Clayton writes that it’s best not to visit the defaced site, even if you want to see an animated version, given the potential for it being boobytrapped with malware.

That sounds like good advice, so I won’t link to the URL.

But you can get an idea of how AnonGhost got confused by comparing the bogus bank site’s URL, http://ybs-bank.com/, to that of a completely-unrelated-to-banking-whatsoever site, http://www.ybs.co.uk/, and then looking at the actual URL they were presumably after, which would be http://www.ybonline.co.uk/.

These are the businesses for which each URL is registered:

  1. http://www.ybonline.co.uk/ This is the site for “Yorkshire Bank,” which is a trading name of Clydesdale Bank plc, a subsidiary of the National Australia Bank Group of companies.
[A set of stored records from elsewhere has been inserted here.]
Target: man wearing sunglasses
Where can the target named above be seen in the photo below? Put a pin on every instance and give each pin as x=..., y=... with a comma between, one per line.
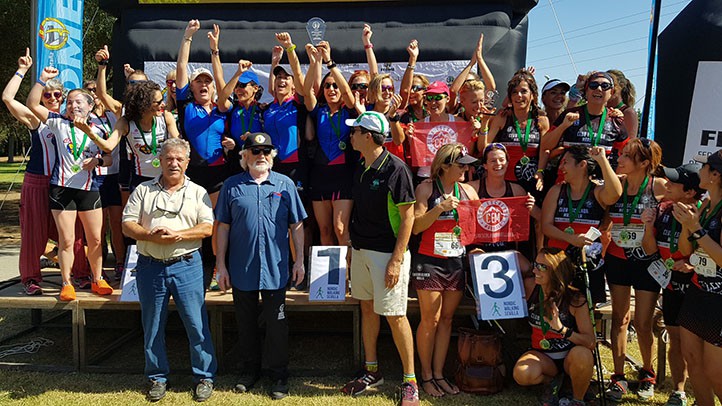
x=255, y=211
x=169, y=216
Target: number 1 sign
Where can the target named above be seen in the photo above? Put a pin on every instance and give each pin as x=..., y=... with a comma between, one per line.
x=328, y=274
x=498, y=285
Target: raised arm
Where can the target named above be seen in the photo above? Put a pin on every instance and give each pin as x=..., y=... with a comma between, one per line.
x=20, y=111
x=181, y=77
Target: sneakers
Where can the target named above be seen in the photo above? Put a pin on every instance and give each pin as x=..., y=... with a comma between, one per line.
x=67, y=293
x=156, y=391
x=677, y=399
x=409, y=394
x=617, y=388
x=101, y=287
x=32, y=288
x=279, y=390
x=203, y=391
x=647, y=380
x=365, y=381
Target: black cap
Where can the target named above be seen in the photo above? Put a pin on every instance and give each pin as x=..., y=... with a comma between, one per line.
x=687, y=175
x=258, y=140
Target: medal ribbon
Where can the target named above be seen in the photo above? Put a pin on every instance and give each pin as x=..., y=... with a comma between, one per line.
x=598, y=136
x=627, y=214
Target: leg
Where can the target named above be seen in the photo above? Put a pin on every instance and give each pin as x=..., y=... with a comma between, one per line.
x=579, y=365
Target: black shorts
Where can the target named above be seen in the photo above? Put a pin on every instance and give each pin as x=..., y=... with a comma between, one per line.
x=439, y=274
x=65, y=198
x=630, y=272
x=210, y=178
x=109, y=190
x=331, y=182
x=701, y=315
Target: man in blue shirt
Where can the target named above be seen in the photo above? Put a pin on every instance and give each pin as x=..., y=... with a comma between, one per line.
x=255, y=210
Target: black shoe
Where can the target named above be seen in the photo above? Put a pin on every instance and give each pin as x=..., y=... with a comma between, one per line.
x=279, y=390
x=156, y=391
x=204, y=390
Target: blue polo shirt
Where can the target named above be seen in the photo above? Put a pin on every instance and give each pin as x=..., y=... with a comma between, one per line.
x=259, y=216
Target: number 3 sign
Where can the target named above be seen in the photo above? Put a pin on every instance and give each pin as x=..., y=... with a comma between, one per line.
x=498, y=285
x=328, y=274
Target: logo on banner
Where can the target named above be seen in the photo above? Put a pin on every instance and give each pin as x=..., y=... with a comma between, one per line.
x=53, y=33
x=440, y=136
x=493, y=215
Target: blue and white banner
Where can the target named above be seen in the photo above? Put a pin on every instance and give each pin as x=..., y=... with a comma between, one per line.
x=60, y=39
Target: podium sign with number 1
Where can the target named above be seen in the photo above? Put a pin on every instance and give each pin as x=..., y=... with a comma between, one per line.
x=328, y=274
x=498, y=286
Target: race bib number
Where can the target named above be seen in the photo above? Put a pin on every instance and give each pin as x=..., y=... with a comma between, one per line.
x=629, y=236
x=703, y=264
x=448, y=245
x=660, y=272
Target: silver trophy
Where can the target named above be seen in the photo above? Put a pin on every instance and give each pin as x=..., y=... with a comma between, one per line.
x=316, y=29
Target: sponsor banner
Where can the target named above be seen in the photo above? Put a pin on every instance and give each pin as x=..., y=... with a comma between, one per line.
x=429, y=137
x=494, y=220
x=59, y=37
x=704, y=130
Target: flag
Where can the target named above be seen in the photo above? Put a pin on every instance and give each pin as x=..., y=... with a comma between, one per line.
x=429, y=137
x=504, y=219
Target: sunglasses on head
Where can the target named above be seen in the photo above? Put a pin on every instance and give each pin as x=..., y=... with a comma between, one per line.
x=604, y=85
x=257, y=151
x=57, y=95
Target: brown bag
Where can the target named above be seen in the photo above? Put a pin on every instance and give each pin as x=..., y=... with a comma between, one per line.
x=479, y=368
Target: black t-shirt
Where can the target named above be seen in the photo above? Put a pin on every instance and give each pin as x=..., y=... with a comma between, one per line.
x=377, y=192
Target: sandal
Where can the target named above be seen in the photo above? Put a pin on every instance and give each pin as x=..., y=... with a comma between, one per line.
x=439, y=392
x=452, y=389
Yorkshire Bank joined the Group in 1990. Clicking through on Monday afternoon showed that this banking site was undefaced, pink-cheeked and feeling fine.
  2. http://www.ybs.co.uk This is the URL for “The Yorkshire”, aka YBS, aka the “Yorkshire Building Society”, which is a member of the Building Societies Association. Clayton says it’s not, in fact, a bank, but it looks very bank-like to me. At any rate, the site as of Monday afternoon lacked zombie eyeballs. Indeed, it looked both healthy and bank-like, with a smorgasbord of offerings such as mortgages, savings and financial advice.
  3. http://ybs-bank.com/ This is the currently zombie-eyeball-we’re-watching-you version of the Malaysia-based site that was previously showing fake bank pages.

Did AnonGhost just misspell the URL?

Well, probably not. Clayton says that as it turns out, the ybs-bank Malaysian site also has non-defaced pages that claim it’s the website for “Yorkshire Bank”, which, it says, is a trading name of Yorkshire Banking Society PLC, a member of the National Australia Bank Group.

It’s easy to see how AnonGhost would think they hacked either “Yorkshire Bank” or “Yorkshire Building Society”.

The bungled hack didn’t result in any compromised bank account details, given that the site, well, didn’t belong to a bank.

But the case does point to a problem that Clayton and Tyler Moore just published a paper about: namely, what happens to banking domains after the banks merge or fail.

He writes:

The answers aren’t too pretty when the bank releases them, and there is certainly scope for criminals to do some impersonation. So in the paper we recommend that the regulator (FDIC is the relevant regulator for the US banks we looked at) step in and ensure that domain names are not let go when they could still, in the wrong hands, pose a danger to the public.

That backs up what Naked Security found when looking at typosquatting and what happens when we mistype a website name.

As Paul Ducklin said when he wrote up the typosquatting report, there’s plenty of risk if you take a wrong turn and wind up on some murky, misspelled domain, whether you’re talking about malware, bait and switch, hacking, phishing, online fraud or spamming.